We put Model Scan up against the leading scanners across thousands of real models, malicious and benign. Here is how we set it up so the result could not flatter us, what the numbers said, and the places we are still honest about not solving.

It is easy to claim a security tool is good. It is harder to prove it in a way that could have embarrassed you, which is the only kind of proof worth publishing. So before any numbers, here is how we built the test to keep ourselves honest, because the methodology is the part that should earn or lose your trust.

How the test was set up

We used two completely separate corpora.

The first is benign: thousands of the most-downloaded real models from a public hub, the ordinary artifacts that working teams pull every day. This corpus measures the metric we care about most, the false-positive rate. We have said it throughout this series and we mean it as a design law: a false alarm on a popular, clean model is a worse failure than missing an exotic threat, because the false alarm is what makes people turn the scanner off.

The second is malicious: a large set of confirmed-bad files, gathered by hunting down models that real scanners have flagged and verifying the threats by hand at the opcode level.

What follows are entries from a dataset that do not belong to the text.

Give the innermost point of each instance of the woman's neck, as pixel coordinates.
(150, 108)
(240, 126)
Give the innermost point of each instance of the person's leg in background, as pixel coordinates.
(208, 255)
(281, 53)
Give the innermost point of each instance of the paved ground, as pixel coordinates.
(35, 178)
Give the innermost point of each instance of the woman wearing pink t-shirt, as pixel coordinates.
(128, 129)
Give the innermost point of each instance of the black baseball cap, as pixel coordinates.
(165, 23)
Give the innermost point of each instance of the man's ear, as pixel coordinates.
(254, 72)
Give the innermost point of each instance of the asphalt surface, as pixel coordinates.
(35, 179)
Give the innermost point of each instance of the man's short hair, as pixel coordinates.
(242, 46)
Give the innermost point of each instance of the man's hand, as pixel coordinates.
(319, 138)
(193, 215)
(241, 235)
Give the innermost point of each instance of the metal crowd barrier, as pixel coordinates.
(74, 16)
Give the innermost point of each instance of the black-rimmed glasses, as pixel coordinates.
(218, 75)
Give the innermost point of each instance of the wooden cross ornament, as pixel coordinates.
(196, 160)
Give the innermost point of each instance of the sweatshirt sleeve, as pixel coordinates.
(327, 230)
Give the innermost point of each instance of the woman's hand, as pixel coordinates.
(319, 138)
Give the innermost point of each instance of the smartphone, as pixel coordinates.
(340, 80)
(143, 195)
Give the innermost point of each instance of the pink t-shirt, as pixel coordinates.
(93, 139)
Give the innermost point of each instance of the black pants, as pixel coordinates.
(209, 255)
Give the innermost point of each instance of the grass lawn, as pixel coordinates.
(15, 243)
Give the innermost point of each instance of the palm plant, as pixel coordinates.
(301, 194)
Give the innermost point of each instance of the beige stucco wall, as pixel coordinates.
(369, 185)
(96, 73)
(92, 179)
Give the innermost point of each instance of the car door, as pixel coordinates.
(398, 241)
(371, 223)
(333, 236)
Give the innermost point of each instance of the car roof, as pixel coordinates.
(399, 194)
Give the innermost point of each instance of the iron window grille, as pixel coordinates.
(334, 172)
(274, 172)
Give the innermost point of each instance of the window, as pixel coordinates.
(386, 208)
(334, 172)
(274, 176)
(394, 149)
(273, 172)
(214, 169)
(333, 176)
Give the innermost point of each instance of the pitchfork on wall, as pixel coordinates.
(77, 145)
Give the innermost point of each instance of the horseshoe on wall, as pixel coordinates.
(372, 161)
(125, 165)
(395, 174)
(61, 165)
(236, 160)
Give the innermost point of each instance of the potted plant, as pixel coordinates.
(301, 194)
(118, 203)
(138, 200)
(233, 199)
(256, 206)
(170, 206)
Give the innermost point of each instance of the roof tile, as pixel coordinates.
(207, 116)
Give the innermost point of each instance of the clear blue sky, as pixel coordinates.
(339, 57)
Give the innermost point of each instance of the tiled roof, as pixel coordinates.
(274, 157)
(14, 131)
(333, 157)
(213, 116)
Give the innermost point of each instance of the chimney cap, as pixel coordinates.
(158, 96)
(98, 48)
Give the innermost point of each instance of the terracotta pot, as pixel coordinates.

This corpus measures recall, how much real malice a scanner actually catches.

For ground truth on the malicious side we did not grade our own homework. We treated a file as truly malicious only when an independent, established scanner confirmed it, and for the strictest version of the recall claim we used the verdicts of the single most precise of the leading scanners as the bar to clear. We also built in a contamination guard so that a file could only be counted as benign-but-we-flagged-it when an independent scanner agreed it was clean, which keeps us from quietly hiding our own mistakes.

We are not naming the other scanners in this post. The point here is not to run down specific competitors. It is to show where an objective, reproducible test lands. We will call them the leading scanners and leave it there.

What the numbers said

On the benign corpus, on genuinely clean models, we raised zero false positives. The handful of files we flagged across the whole benign set were not clean models at all. They were models that genuinely carry serialised executable code, the kind a careful scanner is right to call out for provenance review, and the most precise of the leading scanners treats that same class the same way. Stripped of those, our false-positive count on clean models is zero, which matches the most precise scanner in the field and beats the more aggressive one, which over-flagged real, clean models at a rate high enough to generate exactly the alert fatigue we keep warning about.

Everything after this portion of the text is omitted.